塗布された錆止め剤は、その金属加工品の使用前のほか、定期的に除去(脱脂)される(定期的に錆止め剤の除去を行わないと油汚れが錆発生につながり商品価値を悪くする)。錆止め剤を効率良く落とすのに使用しているものにパーツクリーナーがある。一般的にはスプレー式パーツクリーナーが主流であり、その成分としてはヘキサン、エタノール、およびブタンなどの有機溶媒が使用されている。ただし、これら有機溶媒への対応や保管などには手間やコストがかかる。
金属を洗浄する方法としては例えば特許文献1に記載の方法も知られている。特許文献1の方法においては噴霧灯油、マシン油、スルホン酸塩、金属石けんなどを主成分として構成される保護油を使用し、該保護油と親和する水溶性洗浄液によって金属を脱脂する。水溶性洗浄液としては、石けん型陰イオン界面活性剤、脂肪酸エステル、非イオン系界面活性剤を含む洗浄液が挙げられている。
【先行技術文献】
【特許文献】
【0003】
【特許文献1】特開平7-316859号公報
【発明の概要】
【発明が解決しようとする課題】
【0004】
本発明は、有機溶媒の使用をせずとも金属の洗浄を行うことができるとともに、金属の錆発生を抑制できる新規な技術を提供することを目的とする。
【課題を解決するための手段】
【0005】
金属は加工後、時間の経過とともに温度と空気中の水分、ならびに酸素等の影響で徐々に酸化腐食される。そのため、金属の洗浄液についても錆の生成を抑制できることが好ましい。

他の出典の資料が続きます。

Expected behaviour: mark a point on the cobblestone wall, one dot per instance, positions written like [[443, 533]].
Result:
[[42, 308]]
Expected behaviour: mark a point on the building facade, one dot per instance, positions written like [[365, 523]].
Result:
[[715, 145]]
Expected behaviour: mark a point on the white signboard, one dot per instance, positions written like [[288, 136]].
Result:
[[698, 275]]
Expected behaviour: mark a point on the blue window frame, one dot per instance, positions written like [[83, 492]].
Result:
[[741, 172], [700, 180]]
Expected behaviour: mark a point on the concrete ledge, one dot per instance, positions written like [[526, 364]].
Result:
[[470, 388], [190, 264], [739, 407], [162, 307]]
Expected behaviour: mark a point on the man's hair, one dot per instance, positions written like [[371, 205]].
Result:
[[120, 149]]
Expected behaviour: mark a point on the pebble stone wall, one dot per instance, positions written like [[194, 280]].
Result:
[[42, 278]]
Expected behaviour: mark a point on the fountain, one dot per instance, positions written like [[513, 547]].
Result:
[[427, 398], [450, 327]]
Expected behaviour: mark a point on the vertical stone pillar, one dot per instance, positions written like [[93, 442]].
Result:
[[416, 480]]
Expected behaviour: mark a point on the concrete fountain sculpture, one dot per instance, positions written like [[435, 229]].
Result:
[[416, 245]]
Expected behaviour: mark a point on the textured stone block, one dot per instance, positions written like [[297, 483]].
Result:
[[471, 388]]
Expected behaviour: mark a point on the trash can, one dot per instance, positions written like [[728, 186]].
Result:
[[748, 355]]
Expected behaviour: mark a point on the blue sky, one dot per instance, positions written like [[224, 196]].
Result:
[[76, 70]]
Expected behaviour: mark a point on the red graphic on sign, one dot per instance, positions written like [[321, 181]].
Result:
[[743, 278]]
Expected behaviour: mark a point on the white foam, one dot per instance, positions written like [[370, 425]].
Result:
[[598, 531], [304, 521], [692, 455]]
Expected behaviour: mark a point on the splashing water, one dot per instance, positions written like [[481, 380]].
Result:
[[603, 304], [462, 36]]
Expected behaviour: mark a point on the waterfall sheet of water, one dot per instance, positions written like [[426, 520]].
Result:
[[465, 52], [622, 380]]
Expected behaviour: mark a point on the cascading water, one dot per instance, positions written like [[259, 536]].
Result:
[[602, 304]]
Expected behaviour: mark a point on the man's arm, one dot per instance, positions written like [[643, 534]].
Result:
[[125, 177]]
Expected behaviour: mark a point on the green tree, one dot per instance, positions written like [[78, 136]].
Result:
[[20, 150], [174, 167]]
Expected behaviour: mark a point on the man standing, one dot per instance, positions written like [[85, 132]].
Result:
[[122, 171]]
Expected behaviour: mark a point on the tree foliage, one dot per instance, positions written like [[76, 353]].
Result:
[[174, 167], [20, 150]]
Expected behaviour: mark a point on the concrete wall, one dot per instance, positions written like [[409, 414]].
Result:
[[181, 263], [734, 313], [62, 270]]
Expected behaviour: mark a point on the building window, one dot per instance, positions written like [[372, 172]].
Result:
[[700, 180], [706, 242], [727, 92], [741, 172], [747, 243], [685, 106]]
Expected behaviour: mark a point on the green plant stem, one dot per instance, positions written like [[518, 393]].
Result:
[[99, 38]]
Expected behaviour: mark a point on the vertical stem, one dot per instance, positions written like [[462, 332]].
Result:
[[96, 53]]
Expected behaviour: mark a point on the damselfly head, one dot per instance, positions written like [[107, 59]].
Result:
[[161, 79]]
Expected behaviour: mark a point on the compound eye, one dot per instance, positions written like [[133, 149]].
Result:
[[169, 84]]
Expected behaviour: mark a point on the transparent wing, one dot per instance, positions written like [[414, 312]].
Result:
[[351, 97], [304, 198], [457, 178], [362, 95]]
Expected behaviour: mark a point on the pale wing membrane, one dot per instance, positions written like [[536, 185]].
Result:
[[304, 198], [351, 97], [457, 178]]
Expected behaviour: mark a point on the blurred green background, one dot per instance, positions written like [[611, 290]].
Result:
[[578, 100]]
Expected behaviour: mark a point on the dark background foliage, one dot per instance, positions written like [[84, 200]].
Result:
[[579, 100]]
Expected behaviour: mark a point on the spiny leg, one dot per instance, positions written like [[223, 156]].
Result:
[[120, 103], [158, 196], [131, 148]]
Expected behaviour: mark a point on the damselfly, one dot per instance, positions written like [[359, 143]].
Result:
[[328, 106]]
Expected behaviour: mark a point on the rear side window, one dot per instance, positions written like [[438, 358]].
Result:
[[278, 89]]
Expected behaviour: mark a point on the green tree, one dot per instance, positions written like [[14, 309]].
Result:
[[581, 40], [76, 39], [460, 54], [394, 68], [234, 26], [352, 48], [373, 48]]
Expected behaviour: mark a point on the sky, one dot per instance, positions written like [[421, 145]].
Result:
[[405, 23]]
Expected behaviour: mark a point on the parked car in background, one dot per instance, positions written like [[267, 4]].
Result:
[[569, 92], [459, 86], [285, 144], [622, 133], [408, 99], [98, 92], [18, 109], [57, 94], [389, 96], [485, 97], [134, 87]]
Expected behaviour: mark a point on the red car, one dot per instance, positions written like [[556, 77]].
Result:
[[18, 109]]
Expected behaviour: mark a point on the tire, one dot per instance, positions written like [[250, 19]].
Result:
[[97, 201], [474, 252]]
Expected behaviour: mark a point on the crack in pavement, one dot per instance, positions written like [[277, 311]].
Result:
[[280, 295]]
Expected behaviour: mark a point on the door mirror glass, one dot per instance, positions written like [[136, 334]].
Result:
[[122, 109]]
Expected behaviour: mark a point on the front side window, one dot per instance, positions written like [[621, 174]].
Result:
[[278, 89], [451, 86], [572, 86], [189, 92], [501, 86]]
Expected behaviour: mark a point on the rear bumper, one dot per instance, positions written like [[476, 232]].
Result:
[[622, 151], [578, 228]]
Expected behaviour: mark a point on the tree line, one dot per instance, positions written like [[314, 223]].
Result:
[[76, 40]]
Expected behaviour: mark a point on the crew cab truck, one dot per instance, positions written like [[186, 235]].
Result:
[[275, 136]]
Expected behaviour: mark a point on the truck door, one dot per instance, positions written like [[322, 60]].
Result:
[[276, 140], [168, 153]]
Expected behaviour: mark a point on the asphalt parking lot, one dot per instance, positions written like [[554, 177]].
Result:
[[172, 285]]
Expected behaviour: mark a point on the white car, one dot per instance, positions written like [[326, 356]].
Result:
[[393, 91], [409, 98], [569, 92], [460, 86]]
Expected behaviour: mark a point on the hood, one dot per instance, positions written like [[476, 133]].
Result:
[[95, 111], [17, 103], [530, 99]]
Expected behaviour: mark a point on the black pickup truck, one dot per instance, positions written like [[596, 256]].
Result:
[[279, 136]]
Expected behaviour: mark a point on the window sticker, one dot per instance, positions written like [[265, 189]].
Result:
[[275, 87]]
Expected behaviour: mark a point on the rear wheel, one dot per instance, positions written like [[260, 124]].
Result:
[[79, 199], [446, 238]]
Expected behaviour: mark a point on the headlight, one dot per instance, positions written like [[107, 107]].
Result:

本発明者は鋭意研究の結果、アルカリ性電解水とグリセリンおよび/またはプロピレングリコールとを含み、所定の粘度を有するように電解水溶液を構成することで、該電解水溶液の処理により金属から錆止め剤を除去できるとともに錆の発生も抑制できることを見出し、本発明を完成させた。
【0006】
本発明は、例えば以下の通りである。
[1] アルカリ性電解水と、グリセリンおよび/またはプロピレングリコールとを含有し、粘度が1.3~2.8センチポアズである、電解水溶液。
[2] グリセリンを含有する、[1]に記載の電解水溶液。
[3] 前記電解水溶液の粘度が1.9~2.1センチポアズである、[1]または[2]に記載の電解水溶液。
[4] 前記電解水溶液のBrix値が2.0~25%である、[1]から[3]のいずれか一つに記載の電解水溶液。
[5] 前記電解水溶液が金属洗浄用の電解水溶液である、[1]から[4]のいずれか一つに記載の電解水溶液。

[6] アルカリ性電解水と、グリセリンおよび/またはプロピレングリコールとを含有し、粘度が1.3~2.8センチポアズである、金属の錆発生抑制用組成物。
【発明の効果】
【0007】
本発明によれば、有機溶媒の使用をせずとも金属の洗浄を行うことができるとともに、金属の錆発生を抑制できる新規な技術を提供することができる。
【発明を実施するための形態】
【0008】
以下、本発明の1つの実施形態について、詳細に説明する。
本実施形態は電解水溶液に関し、アルカリ性電解水と、グリセリンおよび/またはプロピレングリコールとを含有する。また、本実施形態の電解水溶液は、粘度が1.3~2.8センチポアズである。
【0009】
アルカリ性電解水とは、電解質が溶解している水溶液を電気分解することにより得ることができる、pHが9.0~13.8のアルカリ性を示す水を意味する。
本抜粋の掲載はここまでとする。